Satsuma Biwa is a stringed instrument resembling a lute that was used to accompany narrative storytelling. The samurai of Satsuma were unusual in that they played instruments, something not normally associated with the warrior class. For over 500 years the Satsuma Biwa was used as an educational tool to teach moral behaviour and bravery to each generation of samurai.
Enjoy a private performance from Head Priest of Kagoshima Shrine Yamashita Tsuyoshi, one of Japan’s leading players, renowned for his powerful performances featuring reverberating vocals and intense strumming.
Satsuma Biwa was said to not be a performance for people to listen to, instead it was a way of correcting the heart and mind. Before playing it is important to forget the self and devote your entire being to the instrument.
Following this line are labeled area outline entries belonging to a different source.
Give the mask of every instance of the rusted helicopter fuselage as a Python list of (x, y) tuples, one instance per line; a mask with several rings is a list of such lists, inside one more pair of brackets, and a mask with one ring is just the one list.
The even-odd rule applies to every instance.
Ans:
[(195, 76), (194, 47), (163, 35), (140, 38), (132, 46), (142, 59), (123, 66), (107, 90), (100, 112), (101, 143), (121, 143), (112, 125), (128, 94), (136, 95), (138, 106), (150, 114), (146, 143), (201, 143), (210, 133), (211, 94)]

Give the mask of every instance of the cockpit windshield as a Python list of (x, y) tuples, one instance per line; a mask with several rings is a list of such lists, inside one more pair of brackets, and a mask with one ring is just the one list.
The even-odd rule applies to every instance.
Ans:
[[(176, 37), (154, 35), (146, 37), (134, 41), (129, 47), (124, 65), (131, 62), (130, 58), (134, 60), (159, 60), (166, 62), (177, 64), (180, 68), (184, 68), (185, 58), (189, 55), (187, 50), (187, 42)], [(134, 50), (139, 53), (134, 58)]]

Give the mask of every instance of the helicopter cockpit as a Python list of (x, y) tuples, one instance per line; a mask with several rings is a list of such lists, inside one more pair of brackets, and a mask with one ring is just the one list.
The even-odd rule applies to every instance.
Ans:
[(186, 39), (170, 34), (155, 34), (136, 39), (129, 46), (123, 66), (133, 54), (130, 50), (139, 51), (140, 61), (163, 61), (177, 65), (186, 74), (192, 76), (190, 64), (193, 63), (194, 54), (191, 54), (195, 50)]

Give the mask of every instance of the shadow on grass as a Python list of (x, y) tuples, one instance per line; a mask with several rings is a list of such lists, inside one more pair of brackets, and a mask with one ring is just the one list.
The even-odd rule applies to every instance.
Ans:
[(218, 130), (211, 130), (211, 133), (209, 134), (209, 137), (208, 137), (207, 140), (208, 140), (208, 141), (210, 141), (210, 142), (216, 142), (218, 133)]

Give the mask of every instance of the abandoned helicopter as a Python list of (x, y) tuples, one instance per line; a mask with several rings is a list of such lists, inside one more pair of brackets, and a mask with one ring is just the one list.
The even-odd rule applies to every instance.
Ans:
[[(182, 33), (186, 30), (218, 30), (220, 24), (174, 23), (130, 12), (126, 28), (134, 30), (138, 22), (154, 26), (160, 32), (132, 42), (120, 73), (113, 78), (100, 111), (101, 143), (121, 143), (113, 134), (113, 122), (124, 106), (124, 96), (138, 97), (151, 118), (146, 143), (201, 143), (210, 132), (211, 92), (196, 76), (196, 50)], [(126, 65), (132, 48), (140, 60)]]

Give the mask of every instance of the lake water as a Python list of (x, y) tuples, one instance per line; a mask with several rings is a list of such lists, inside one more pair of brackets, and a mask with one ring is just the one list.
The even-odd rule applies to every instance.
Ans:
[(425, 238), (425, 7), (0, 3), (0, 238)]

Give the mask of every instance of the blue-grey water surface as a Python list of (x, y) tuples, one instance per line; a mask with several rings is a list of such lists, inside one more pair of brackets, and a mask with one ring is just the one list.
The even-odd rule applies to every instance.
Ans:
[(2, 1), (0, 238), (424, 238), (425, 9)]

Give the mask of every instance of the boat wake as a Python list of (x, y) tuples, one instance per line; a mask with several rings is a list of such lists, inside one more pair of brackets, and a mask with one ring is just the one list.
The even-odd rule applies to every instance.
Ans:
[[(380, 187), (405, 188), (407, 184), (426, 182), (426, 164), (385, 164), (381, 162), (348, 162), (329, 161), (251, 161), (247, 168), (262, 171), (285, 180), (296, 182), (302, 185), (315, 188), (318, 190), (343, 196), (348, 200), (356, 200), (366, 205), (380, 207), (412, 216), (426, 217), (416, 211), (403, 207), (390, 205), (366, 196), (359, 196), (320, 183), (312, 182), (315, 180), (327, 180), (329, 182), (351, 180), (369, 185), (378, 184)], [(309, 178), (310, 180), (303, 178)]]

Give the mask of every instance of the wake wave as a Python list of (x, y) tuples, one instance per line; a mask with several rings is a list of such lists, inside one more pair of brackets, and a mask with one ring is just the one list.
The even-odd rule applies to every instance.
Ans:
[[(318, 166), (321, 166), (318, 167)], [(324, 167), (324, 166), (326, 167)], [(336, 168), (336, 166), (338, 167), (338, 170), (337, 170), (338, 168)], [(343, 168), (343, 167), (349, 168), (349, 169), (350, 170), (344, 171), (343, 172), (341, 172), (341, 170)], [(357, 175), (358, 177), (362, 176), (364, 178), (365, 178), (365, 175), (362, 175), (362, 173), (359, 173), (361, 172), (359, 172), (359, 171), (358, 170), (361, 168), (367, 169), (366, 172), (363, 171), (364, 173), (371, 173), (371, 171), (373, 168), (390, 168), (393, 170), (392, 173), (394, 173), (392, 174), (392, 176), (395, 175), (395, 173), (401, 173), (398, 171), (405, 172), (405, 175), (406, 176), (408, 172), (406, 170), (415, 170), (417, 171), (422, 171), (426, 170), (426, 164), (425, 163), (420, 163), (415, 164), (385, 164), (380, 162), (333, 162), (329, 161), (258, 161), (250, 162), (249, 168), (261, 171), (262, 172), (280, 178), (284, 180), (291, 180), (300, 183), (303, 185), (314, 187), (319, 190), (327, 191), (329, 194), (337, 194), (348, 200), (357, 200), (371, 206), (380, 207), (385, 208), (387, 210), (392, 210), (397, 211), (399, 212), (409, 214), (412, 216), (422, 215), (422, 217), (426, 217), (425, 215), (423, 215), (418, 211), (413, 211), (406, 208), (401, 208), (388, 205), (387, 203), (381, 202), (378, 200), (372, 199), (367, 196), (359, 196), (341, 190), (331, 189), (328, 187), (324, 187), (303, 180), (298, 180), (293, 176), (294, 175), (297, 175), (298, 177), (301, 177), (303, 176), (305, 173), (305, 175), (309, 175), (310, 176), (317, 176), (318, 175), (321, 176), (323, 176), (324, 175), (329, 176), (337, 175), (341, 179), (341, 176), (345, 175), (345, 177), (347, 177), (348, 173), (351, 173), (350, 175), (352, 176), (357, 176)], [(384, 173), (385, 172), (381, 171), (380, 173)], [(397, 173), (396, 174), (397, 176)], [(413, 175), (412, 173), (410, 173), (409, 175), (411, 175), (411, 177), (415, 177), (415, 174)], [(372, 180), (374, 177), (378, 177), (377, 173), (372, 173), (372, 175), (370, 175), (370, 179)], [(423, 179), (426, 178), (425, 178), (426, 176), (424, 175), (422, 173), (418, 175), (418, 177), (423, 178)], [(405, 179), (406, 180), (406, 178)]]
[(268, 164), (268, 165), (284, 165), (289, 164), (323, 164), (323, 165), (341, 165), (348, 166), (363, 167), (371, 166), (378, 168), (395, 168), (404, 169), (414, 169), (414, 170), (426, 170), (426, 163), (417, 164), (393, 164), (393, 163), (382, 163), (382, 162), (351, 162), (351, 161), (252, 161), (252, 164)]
The biwa is carved from mulberry and has four strings of silk. It is struck by a large plectrum called a bachi. Intended to be played for a small audience in a small room, the songs performed tell stories of bravery, loss, and noble deeds, intended to make the samurai reflect on their own lives and be inspired by the warriors of old.
Fall of the Last Samurai
One of the best known Satsuma Biwa pieces is a fairly modern arrangement, written in the late 19th century by statesman Katsu Kaishu. This lament tells of the final battle of the “last samurai” Saigo Takamori, and his death on Mt Shiroyama. Listen for the crescendo as the battle intensifies and rain begins to pour.
Connect with the Past
The Battle of Shiroyama meant the downfall of the samurai, but their mindset still lives on with us today through a handful of traditions that have been kept alive by dedicated students in the 150 years since. Speak directly to Yamashita Tsuyoshi about his thoughts on the Biwa and how the mindset of the samurai is being kept alive in Kagoshima even today.